Political notions aside, many people, both heterosexual and homosexual, may be at risk of passing their estate in a manner that does not suit their desires. Despite the rapidly changing mores and norms of modern society, increasingly accepting of committed co-habitation among unmarried couples, the estate planning and probate laws are slow reflect these changing standards.

As a result of most probate courts strict compliance with the probate code, unmarried couples must be especially careful to plan their estates properly or risk leaving the couple’s surviving member “out in the cold” and perhaps, without assets that the deceased member of the couple intended for the remaining member.


The probate laws provide a number of “back up” or “safety” provisions to assure that surviving spouses are provided for in the event that a deceased spouse forgets or purposely fails to provide for them.

In the event that a married person dies without a will, the law provides for surviving married persons in the Illinois Probate Act at 755 ILCS 5/2-1 in the Rules of Descent and Distribution which reads, in part, as follows:

The intestate real and personal estate of a resident decedent and the intestate real estate in this State of a nonresident decedent, after all just claims against his estate are fully paid, descends and shall be distributed as follows:

(a) If there is a surviving spouse and also a descendant of the decedent: 1/2 of the entire estate to the surviving spouse and 1/2 to the decedent’s descendants per stirpes.
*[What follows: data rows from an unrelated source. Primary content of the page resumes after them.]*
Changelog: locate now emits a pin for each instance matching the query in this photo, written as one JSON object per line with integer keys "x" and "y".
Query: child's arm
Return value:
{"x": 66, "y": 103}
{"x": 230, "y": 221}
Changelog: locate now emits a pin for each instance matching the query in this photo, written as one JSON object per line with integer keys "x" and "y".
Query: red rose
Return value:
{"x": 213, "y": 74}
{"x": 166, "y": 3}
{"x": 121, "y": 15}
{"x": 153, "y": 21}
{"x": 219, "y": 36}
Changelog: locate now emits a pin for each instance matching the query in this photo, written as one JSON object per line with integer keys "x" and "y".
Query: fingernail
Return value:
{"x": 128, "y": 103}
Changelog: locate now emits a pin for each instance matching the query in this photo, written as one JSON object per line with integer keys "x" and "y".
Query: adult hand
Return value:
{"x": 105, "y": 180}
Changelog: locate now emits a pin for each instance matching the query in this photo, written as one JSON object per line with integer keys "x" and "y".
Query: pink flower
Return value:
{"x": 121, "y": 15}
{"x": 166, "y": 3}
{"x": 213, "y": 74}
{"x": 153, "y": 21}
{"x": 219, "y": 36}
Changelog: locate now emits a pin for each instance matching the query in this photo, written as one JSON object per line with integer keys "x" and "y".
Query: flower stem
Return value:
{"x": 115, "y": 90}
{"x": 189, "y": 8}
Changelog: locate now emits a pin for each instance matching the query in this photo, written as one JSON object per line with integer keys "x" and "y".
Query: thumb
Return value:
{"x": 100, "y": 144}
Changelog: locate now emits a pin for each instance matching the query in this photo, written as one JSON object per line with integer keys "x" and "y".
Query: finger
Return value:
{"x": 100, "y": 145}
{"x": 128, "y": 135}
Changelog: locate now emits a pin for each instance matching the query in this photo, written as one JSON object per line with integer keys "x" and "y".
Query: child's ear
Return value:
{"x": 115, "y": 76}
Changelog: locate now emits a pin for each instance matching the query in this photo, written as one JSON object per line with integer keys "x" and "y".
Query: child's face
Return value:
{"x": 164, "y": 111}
In addition, the act provides protection, at least for a portion of an estate, in the case where a spouse is intentionally or unintentionally disinherited in a will. The renunciation of will by spouse law, Illinois Probate Act at 755 ILCS 5/2-8, provides that a spouse may, despite whatever is contained in a will, elect to take up to one half of a probate estate. The law provides, in part, as follows:

(a) If a will is renounced by the testator’s surviving spouse, whether or not the will contains any provision for the benefit of the surviving spouse, the surviving spouse is entitled to the following share of the testator’s estate after payment of all just claims: 1/3 of the entire estate if the testator leaves a descendant or 1/2 of the entire estate if the testator leaves no descendant.

These rules, of course, apply only to probate property. Other items, held jointly or with a named beneficiary are usually not subject to such rules. That said, these two provisions of the code provide great protection for most married couples.


These probate laws offer absolutly no help to unmarried couples, no matter how long they have lived together and no matter how dedicated their relationship. This theory was recently put to the test in the case of In re Estate of Andrea Marie Hall which was decided by the First District of the Illinois Appelate Court on December 31, 1998.

In the Estate of Hall case, an unmarried woman sought to inherit a portion of her “life-partner’s” estate as a “surviving spouse” under the intestate succession rules of descent and distribution. The couple had been together from 1988 to Andrea Hall’s death in 1996. The couple had been “married” in a private ceremony in 1995 but had not attempted to legalize the union in the face of the State of Illinois’ prohibition on same sex marriage. The appeals court determined that regardless of the Constitutionality of the Illinois Marriage Act requirement that a “man and woman” be married, the parties in the alleged “marriage” had not taken the requisite steps to legalize their private ceremony. As such, even had the law been unconstitutional, the court could not confer the status of “spouse” upon the surviving member of the couple.


Steps should be taken by all unmarried co-habitating couples to plan their estates so that the above scenario does not take place. An updated will, coupled with correct titling of various assets and perhaps even a co-habitation agreement can provide the same result for unmarried couples as married couples currently enjoy. Although the statutory “safe harbors” will not exist, an unmarried couple can, with correct planning, assure that their desires are met upon their deaths.

A few of the common techniques employed in planning for unmarried couples are the preparation of a up to date wills providing for the surviving memeber of the couple, joint titleing of assets such as homes, cars, stocks and bank accounts, proper designations of beneficiaries on life insurance and benefit plans and finally, the preparation of powers of attorney for property and health care in the event of disability. Without these items, blood relatives can receive and make decisions about property and even the health of a person to the exclusion of the other member of the unmarried couple.


An attorney can help you and your partner evaluate your current situation and plan for a seamless asset transfer as well as plan for all of the other natural areas of estate planning, such as estate tax savings and other items. Do not get caught when it is too late. Planning should be proactive and done when there is the least likelihood of death. We want to be prepared for the suprises of life and death.